Coronary artery disease (CAD-cholesterol buildup in the of the heart arteries) can decrease blood flow to the heart muscle causing in some patients an increased risk of death and in others causing distressing symptoms (like angina or shortness of breath).
Two possible treatments for CAD are coronary artery bypass surgery (CABG) and balloon angioplasty/stent called percutaneous coronary intervention (PCI).
There are a number of methods of estimating the risk of CABG and PCI in an indivdual who is considering about one these treatment methods.
Four risk estimators in wide use are the EuroSCORE, the SYNTAX score, the NCDR CathPCI risk score, and the Society of Thoracic Surgeons (STS) score.
The EuroSCORE is a method of predicting operative mortality from CABG. The EuroSCORE II interactive calculator is online at http://www.euroscore.org/calc.html.

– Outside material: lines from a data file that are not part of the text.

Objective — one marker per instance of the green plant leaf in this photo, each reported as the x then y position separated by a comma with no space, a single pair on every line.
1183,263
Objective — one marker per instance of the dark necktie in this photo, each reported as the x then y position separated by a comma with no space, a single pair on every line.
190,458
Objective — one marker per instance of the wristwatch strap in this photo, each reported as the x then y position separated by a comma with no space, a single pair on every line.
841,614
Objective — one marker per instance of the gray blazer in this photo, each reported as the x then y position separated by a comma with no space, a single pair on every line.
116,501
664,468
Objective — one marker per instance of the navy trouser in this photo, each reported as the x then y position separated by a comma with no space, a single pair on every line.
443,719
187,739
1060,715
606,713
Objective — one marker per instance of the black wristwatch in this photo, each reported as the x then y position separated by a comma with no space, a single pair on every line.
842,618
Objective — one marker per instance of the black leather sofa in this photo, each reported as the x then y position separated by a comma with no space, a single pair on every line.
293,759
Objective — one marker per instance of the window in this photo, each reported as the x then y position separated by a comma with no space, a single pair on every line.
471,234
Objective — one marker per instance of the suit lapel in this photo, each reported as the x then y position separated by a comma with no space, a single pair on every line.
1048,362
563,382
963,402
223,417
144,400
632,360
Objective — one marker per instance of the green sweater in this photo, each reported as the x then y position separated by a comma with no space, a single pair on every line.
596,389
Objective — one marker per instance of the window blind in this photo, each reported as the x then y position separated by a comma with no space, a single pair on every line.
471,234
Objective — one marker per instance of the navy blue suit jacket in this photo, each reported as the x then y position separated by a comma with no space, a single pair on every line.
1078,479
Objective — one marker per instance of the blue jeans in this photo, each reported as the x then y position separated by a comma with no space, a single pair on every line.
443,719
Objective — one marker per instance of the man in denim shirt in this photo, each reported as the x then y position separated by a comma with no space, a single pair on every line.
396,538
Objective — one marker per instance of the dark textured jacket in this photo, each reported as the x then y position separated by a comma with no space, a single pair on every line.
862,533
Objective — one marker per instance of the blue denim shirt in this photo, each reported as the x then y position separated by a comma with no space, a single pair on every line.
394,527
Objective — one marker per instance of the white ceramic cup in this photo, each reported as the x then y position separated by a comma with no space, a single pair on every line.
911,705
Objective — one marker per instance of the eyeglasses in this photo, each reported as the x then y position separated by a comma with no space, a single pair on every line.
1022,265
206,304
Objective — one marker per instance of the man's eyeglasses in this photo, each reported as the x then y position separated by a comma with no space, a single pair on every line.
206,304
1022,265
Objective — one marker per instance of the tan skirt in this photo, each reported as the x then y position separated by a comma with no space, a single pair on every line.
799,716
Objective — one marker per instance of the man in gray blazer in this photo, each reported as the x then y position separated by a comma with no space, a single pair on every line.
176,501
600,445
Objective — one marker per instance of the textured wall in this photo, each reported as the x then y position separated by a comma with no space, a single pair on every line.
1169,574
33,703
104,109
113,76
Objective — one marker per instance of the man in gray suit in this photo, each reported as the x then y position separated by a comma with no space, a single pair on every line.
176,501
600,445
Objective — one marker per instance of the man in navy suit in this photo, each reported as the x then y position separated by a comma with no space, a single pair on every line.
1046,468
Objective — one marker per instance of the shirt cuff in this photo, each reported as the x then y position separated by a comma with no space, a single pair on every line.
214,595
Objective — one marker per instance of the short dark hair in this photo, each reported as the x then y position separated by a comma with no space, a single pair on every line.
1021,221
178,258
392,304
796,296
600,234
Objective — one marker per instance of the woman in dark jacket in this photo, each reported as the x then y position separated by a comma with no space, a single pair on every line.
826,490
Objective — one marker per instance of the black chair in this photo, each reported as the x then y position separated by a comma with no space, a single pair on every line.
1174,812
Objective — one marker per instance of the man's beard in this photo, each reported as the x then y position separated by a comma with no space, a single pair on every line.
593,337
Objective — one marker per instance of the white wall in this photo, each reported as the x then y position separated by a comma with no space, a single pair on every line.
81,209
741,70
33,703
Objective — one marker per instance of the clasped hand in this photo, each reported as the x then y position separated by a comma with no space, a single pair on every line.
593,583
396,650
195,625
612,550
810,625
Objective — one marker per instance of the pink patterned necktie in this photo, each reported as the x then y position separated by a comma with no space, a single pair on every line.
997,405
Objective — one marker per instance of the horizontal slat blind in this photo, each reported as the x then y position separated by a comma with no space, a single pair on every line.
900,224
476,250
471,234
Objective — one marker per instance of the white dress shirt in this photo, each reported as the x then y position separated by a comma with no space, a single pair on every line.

The SYNTAX score is an independent predictor of major adverse cardiac events in patients undergoing PCI. However, it depends on careful interpretation of the coronary angiograms and so is limited to use by physicians who are experts in reading coronary angiography. The website is outstanding and has an excellent tutorial on how to use the Syntax Score which physicians will find very helpful. The site is available at http://www.syntaxscore.com/.
The NCDR CathPCI risk score is a useful risk predictor for patients undergoing PCI. It is shown in Table 4 of the article “Contemporary Mortality Risk Prediction for Percutaneous Coronary Intervention: . . .” published in J. Am. Coll. Cardiol. 2010;55;1923-1932 available at:
http://content.onlinejacc.org/cgi/reprint/55/18/1923.pdf. I have not been able to find an online risk calculator for this. If you know of one please comment or email me. Table 4 in the article will work but it is kind of inconvenient.
The Society of Thoracic Surgery (STS) Score is a risk predictor for CABG. The online STS risk calculator is available at: http://184.108.40.206/STSWebRiskCalc261/. The online risk calculator is outstanding and worth visiting for any physician or patient interested in CABG.
Of course, all these risk scores are just estimates and you and your doctor will have to add in clinical judgment. But they are a good start.